In evaluating PEEP in this model, it was assumed that PEEP is only required to overcome the superimposed pressure in any compartment to prevent end-expiratory collapse, as suggested by Gattinoni and colleagues (12). Therefore, there may be dissociation between the lower Pflex (determined mainly by the TOP) and the optimum PEEP (determined only by superimposed pressure), and optimum PEEP is not well predicted by the lower Pflex. If this modeling is not completely accurate, and perhaps some additional PEEP is required to overcome surface tension forces in some lung units, this should not have an important qualitative effect on the model or the main conclusions, but it could affect the relationship between the lower Pflex and the amount of PEEP required to prevent end-expiratory collapse. However, in this model the lower Pflex indicates only the commencement of recruitment, and only the lowest TOP, and recruitment continues to pressures much higher than the lower Pflex when the range of TOP is large. Even if there were a predictable relationship between alveolar opening and closing pressures, the lower Pflex would not indicate optimum PEEP reliably; some lung units would collapse during deflation at pressures well above the lower Pflex when a wide range of TOP was used. The relationship between lower Pflex and optimum PEEP would be affected by the range of TOP used as well as the relationship between opening and closing pressures and the superimposed pressure. Only if a single value or a narrow range of TOP were used, and the closing pressures were close to the opening pressures, would there be a predictable relationship between the lower Pflex and optimum PEEP. The model did not incorporate any simulation of small airway closure, which may act to prevent true alveolar collapse at end-expiration. However, the use of a range of TOP allows for differences in opening pressure, which could occur with small airway closure in some lung regions and true alveolar collapse in others.
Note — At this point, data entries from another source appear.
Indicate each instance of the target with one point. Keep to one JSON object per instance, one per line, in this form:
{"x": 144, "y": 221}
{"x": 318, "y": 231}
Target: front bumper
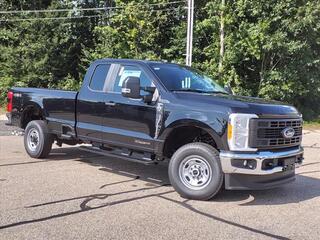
{"x": 260, "y": 170}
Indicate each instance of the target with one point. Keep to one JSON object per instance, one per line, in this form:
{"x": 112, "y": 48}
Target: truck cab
{"x": 148, "y": 112}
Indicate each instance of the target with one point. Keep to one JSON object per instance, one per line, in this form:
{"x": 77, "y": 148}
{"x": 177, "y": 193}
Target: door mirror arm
{"x": 228, "y": 89}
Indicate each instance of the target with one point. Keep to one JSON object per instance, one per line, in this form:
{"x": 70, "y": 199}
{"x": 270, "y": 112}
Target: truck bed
{"x": 59, "y": 105}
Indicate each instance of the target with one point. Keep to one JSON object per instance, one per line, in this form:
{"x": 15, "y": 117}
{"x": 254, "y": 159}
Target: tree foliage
{"x": 272, "y": 48}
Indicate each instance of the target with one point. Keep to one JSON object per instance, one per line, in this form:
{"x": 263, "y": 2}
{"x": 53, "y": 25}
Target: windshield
{"x": 182, "y": 78}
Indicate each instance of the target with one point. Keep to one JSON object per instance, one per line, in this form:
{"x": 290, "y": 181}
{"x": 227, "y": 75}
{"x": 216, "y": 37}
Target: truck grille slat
{"x": 267, "y": 133}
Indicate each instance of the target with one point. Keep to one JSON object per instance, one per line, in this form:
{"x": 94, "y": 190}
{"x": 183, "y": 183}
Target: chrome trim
{"x": 227, "y": 156}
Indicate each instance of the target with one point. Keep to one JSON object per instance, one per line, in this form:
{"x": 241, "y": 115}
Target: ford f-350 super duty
{"x": 147, "y": 112}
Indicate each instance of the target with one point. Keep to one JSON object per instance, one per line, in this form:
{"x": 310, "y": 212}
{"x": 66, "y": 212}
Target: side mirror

Theoretically, the deflation limb of the PV curve should give more information about the pressure at which airway or alveolar closure starts to occur. However, this model cannot be used to describe the deflation curve. That would require a model that incorporates the forces determining alveolar collapse during expiration, and hysteresis, including surface tension forces.

In summary, according to this model, no aspect of the PV curve measured at PEEP = 0 adequately predicts optimum ventilator settings. Setting PEEP according to the lower Pflex, and the plateau pressure according to the upper Pflex, may be very misleading in the model. The PEEP giving the highest mean tidal PV slope with a constant VT may underestimate optimum PEEP. The best method of PEEP selection would be to measure absolute lung volume and select the PEEP level giving greatest end-expiratory recruitment (highest volume during inflation at equivalent pressure), but this is not an easily available measurement at the bedside. An approach that could be investigated clinically would be to increase PEEP with a constant PIP until the PV slope measured between the pressure of the highest PEEP level tested and the PIP reaches a minimum value. According to the model, this approach should indicate the PEEP required to prevent end-expiratory collapse of lung units that are inflated at end-inspiration, i.e., to avoid tidal recruitment. According to current evidence, this may help to minimize ventilator-induced lung injury even if full end-inspiratory recruitment is not achieved. However, if the PIP is subsequently increased, or after a recruitment maneuver such as a sustained inflation, higher PEEP may be required to maintain end-expiratory aeration of any newly recruited units, and thus to maintain any improvement in oxygenation.